Ma come si racconta una persona?
Sa qual è la cosa che mi irrita di più? Che quel trattino, quel fottuto trattino rappresenta la sua vita
(Puck, Glee, quinta stagione)
Cesare Pavese: la vita implicita nelle opere

Santo Stefano Belbo (Credits: Adrian Scottow, Creative Commons)
Cesare Pavese è anzitutto la sua biografia. Sì, anche quella su Wikipedia. Ma soprattutto quella implicita in tutte le sue opere, proprio come implicita è la Venezia di Marco Polo, nelle Città invisibili di Italo Calvino. “Ogni volta che descrivo una città dico qualcosa di Venezia. In ogni sua opera c’è allora Santo Stefano Belbo, ma anche Torino, Genova e la riviera ligure e, suo malgrado, Brancaleone Calabro.

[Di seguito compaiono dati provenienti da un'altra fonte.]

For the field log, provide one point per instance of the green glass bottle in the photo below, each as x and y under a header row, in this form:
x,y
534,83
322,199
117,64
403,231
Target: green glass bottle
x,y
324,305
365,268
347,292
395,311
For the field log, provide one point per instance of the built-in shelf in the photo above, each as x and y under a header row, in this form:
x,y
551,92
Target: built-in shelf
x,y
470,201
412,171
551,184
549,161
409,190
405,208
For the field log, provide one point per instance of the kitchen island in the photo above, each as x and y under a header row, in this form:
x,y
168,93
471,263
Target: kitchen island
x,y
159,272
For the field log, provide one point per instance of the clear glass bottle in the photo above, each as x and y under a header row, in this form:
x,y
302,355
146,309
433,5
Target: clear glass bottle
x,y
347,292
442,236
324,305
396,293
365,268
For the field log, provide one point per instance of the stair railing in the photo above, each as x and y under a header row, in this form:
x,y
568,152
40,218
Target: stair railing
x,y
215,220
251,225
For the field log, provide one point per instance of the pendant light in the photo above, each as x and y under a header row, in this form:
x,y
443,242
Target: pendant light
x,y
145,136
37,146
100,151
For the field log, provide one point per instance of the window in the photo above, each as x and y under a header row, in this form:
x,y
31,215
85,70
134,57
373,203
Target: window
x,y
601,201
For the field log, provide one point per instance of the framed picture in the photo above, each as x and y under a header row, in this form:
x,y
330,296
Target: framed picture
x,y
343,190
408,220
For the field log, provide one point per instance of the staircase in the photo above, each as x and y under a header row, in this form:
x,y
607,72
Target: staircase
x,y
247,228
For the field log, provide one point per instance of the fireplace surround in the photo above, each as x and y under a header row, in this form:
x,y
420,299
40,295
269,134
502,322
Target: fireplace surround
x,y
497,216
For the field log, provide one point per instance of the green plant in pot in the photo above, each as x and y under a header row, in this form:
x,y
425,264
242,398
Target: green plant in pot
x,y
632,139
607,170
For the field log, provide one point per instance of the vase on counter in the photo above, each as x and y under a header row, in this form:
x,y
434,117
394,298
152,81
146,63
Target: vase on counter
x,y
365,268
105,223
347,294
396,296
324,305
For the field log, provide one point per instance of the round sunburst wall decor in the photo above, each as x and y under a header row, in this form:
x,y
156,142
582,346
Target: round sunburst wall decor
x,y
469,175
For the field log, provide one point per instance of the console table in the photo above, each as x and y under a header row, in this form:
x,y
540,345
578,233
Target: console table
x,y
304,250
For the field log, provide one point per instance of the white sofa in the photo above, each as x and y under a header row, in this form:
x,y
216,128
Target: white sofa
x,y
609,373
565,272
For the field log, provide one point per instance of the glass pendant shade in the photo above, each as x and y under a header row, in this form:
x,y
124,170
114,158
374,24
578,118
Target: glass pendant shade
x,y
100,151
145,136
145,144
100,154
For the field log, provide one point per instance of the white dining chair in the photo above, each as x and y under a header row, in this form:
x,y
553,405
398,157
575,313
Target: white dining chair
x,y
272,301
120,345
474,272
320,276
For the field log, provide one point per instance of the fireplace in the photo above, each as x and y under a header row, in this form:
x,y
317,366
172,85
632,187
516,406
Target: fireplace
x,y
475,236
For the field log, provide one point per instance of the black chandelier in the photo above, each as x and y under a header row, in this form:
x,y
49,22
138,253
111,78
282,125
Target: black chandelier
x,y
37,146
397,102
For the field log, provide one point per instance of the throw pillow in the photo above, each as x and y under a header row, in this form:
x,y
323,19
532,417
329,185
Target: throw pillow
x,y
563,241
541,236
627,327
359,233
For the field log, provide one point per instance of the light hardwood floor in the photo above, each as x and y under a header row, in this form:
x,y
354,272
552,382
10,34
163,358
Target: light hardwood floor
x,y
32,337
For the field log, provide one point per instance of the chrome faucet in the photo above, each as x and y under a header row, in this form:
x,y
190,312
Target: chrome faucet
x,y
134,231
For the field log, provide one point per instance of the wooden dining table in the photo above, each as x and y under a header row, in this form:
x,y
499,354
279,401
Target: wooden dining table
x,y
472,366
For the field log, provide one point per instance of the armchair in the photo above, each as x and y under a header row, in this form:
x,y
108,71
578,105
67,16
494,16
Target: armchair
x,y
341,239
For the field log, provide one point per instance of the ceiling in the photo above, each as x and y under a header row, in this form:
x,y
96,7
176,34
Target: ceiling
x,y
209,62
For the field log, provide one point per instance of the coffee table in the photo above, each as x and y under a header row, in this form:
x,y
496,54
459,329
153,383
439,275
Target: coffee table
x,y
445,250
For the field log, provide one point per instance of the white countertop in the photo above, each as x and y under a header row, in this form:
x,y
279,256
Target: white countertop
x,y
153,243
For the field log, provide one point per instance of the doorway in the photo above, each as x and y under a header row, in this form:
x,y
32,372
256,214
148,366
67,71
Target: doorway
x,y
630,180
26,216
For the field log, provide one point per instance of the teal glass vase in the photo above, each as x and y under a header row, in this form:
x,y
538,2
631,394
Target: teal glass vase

Se i luoghi sono facilmente riconoscibili, ancora più espliciti sono i riferimenti alla propria persona. Anguilla, Corrado o Pablo altro non sono che suoi alter ego. Sono personaggi diversi tra loro, come diverse sono le schegge di uno specchio in frantumi. Ma un lettore poco accorto potrebbe non notare tanta diversità – e avrebbe ragione: come le schegge di uno specchio sono comunque fatte di vetro, ogni personaggio è attorniato dalla stessa malinconia. Malinconia, e non nostalgia, perché Pavese trasforma il tempo reale in mito e, con lucidità intellettuale, sa che il mito non può convivere con la realtà, pur essendone il sostrato implicito. I suoi personaggi, dunque, ricercano un mito impossibile da raggiungere dalla propria dimensione. Una ricerca che dura tutta la vita che non porta da nessuna parte.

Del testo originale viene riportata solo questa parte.